My very first time at a game...46 years ago now (ow) I saw Ted Williams hit a home run. Hard to explain but to my young eyes that was something akin to an apostle seeing Christ take a stroll on a lake. I never viewed the Red Sox, from that day forward, as just a baseball team.

It was through them that I learned what it was to be the perennial underdog yet still find excitement in trying to buck odds.

They provided me one of the very few avenues of communication with my father.

They fused my very first conceptions on what a community was. Folks in Boston really always did live or die by the day to day fortunes of that team (we died a lot..lol)

They gave me an abiding belief in miracles..1967

They introduced me to literary giants... John Updike: "Fenway Park, in Boston, is a lyric little bandbox of a ballpark. Everything is painted green and seems in curiously sharp focus, like the inside of an old-fashioned peeping-type Easter egg. It was built in 1912 and rebuilt in 1934, and offers, as do most Boston artifacts, a compromise between Man's Euclidian determinations and Nature's beguiling irregularities." ***sigh

It provided me with my first true hero in Carl Yastrzemski.

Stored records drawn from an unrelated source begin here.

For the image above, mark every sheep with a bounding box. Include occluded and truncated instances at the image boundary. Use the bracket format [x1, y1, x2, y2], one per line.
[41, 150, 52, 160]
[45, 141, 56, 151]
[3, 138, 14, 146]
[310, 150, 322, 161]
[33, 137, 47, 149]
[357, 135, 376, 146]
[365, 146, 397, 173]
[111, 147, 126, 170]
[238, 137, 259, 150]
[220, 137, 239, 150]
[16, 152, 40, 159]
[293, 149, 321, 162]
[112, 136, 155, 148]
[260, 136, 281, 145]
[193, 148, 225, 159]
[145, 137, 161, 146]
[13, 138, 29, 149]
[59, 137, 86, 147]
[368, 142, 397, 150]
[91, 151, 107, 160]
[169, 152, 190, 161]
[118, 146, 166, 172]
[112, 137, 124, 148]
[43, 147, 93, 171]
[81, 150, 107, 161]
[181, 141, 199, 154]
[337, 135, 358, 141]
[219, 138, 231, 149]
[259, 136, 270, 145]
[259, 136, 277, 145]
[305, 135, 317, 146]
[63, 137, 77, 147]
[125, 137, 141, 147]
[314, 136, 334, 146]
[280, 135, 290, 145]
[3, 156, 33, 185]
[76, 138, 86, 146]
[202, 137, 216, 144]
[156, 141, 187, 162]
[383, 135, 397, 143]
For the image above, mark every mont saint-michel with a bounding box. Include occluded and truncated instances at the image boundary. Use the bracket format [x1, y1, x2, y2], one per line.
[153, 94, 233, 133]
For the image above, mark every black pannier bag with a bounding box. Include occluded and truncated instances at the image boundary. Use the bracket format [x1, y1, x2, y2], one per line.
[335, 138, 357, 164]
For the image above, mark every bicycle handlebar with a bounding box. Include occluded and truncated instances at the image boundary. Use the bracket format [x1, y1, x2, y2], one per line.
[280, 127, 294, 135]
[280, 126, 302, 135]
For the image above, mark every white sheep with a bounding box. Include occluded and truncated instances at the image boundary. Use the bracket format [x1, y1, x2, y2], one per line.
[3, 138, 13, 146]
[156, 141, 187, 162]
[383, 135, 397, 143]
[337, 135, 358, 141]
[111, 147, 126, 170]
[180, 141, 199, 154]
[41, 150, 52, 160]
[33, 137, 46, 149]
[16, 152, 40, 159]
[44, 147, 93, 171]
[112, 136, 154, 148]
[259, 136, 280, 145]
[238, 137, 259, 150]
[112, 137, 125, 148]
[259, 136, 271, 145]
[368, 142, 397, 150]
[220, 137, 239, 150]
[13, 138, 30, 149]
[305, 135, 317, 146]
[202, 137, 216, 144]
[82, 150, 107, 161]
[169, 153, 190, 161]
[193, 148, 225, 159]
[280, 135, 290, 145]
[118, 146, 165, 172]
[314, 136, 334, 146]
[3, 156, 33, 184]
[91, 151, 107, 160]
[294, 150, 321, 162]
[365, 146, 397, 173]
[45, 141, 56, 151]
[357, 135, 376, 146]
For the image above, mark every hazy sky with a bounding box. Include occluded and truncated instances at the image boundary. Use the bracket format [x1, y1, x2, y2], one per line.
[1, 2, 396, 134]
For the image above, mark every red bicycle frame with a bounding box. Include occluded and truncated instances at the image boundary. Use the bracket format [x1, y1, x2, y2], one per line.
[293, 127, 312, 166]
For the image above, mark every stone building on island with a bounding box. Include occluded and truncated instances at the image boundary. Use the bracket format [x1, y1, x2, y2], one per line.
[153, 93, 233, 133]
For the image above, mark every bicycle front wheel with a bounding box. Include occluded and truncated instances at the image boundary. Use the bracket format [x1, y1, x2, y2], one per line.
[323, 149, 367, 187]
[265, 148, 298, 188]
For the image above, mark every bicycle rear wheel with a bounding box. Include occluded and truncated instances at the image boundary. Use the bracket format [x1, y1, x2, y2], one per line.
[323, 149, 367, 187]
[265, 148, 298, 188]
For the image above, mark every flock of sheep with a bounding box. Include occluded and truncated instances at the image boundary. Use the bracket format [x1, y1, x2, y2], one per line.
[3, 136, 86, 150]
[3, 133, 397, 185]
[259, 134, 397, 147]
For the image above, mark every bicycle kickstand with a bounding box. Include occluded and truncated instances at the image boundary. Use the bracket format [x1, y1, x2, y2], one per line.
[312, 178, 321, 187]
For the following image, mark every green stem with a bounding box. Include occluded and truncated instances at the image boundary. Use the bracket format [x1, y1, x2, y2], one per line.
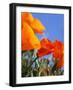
[32, 57, 38, 64]
[28, 56, 38, 67]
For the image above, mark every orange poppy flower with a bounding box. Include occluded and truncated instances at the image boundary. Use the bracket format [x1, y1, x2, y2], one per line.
[56, 57, 64, 68]
[21, 12, 34, 23]
[29, 18, 45, 34]
[52, 40, 64, 68]
[53, 40, 64, 60]
[21, 12, 45, 34]
[21, 12, 46, 51]
[37, 38, 53, 57]
[22, 22, 41, 50]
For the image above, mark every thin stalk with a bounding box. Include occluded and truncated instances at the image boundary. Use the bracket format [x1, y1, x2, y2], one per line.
[32, 57, 38, 64]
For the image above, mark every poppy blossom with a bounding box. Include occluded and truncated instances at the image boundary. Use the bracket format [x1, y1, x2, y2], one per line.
[56, 57, 64, 68]
[21, 12, 45, 34]
[21, 12, 46, 51]
[52, 40, 64, 60]
[21, 12, 34, 23]
[21, 12, 34, 30]
[29, 18, 45, 34]
[22, 22, 41, 50]
[37, 38, 54, 57]
[52, 40, 64, 68]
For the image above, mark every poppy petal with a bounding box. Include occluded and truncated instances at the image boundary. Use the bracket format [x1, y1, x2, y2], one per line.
[22, 22, 41, 50]
[29, 18, 45, 34]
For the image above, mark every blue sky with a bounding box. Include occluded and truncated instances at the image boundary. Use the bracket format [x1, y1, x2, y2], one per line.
[32, 13, 64, 43]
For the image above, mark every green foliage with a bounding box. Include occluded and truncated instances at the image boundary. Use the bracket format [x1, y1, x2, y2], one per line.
[21, 51, 64, 77]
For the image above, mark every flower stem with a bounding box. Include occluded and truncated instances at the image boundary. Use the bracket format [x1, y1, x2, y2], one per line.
[32, 57, 38, 64]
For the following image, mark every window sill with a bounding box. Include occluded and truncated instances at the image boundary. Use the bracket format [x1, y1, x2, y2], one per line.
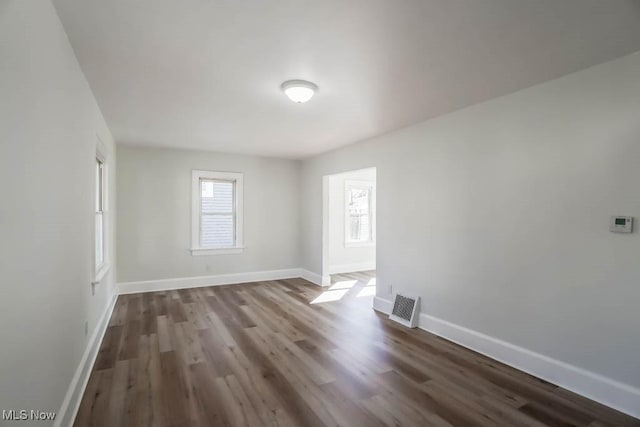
[190, 246, 244, 256]
[344, 241, 376, 248]
[92, 263, 111, 285]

It gave me an appreciation for asymmetrical art...Go to Fenway and find me a straight angle.

I honed the fine skills of whistling, beer drinking, girl watching, peanut shucking, signals, rally caps, dirty jokes, faith, hope, patience (rain delays) and learned the most eloquent epithets ever hurled at umpires.

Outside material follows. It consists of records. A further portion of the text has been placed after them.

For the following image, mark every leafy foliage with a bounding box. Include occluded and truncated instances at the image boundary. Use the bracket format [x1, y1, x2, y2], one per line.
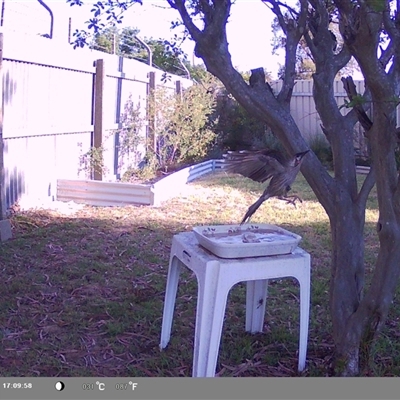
[113, 81, 218, 181]
[66, 0, 143, 48]
[78, 145, 108, 179]
[66, 0, 198, 79]
[78, 96, 145, 179]
[209, 69, 273, 152]
[148, 82, 217, 171]
[214, 91, 271, 151]
[92, 26, 194, 77]
[308, 134, 333, 168]
[339, 94, 367, 110]
[117, 96, 146, 172]
[92, 26, 140, 55]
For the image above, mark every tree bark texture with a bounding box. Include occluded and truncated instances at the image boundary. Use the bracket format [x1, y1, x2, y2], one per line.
[168, 0, 400, 375]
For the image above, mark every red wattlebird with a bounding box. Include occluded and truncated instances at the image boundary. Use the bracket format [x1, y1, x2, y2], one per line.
[223, 148, 309, 224]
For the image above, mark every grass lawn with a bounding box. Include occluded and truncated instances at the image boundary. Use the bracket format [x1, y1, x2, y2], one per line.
[1, 171, 400, 377]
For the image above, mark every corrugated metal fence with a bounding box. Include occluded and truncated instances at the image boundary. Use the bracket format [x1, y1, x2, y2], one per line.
[0, 31, 192, 210]
[270, 79, 368, 142]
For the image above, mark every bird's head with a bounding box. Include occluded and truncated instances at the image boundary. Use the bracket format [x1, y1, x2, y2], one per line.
[294, 150, 309, 166]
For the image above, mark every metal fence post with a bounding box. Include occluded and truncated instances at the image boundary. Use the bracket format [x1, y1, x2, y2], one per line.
[0, 32, 12, 241]
[93, 59, 105, 181]
[175, 80, 182, 96]
[147, 71, 156, 155]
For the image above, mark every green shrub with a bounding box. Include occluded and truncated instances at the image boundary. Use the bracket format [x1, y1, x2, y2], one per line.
[213, 91, 269, 151]
[309, 134, 333, 168]
[117, 96, 145, 171]
[78, 95, 145, 180]
[148, 83, 217, 170]
[121, 153, 159, 182]
[78, 144, 109, 179]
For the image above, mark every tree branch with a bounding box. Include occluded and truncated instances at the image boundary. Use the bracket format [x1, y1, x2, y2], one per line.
[262, 0, 300, 18]
[387, 55, 400, 97]
[263, 0, 289, 34]
[265, 0, 308, 108]
[310, 0, 329, 26]
[333, 44, 352, 73]
[382, 7, 400, 47]
[382, 10, 400, 90]
[205, 0, 231, 35]
[357, 166, 375, 210]
[167, 0, 202, 41]
[303, 29, 318, 58]
[305, 1, 361, 197]
[342, 85, 372, 130]
[199, 0, 213, 16]
[307, 0, 342, 66]
[379, 40, 394, 69]
[341, 76, 373, 133]
[334, 0, 356, 15]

Although I accepted electricity, I loved a mechanical scoreboard (still do).

I learned that continuity in certain circumstances is certain comfort…Williams, Yaz, and Rice accounted for 50 years in left field 1936-1986

I found love can survive despite repeated heartbreak. Bucky Dent couldn’t even kill it.

PDXPup said...

ROONEY'S BEEN DECLARED MATCH FIT FOR TOMORROW'S GAME V TRINIDAD AND TOBAGO! The manager hasn't said if he'll play though... :/

LET'S GO ENG-ER-LAND!

PDXPup said...

P.S. Curt - loved reading your thoughts on the Sawx and Fenway. I've only been to a game there three times (vs. Seattle on Easter Sunday this year; vs. Toronto in August of '02; and vs. a team I can't remember, August of '03); I may be from the West Coast, but I understand and feel everything you said when I'm at the park--just these mixed feelings of overwhelming pride, disappointment, heroics, bitterness, love and heartbreak that overcome you when you get within two blocks of Yawkey Street.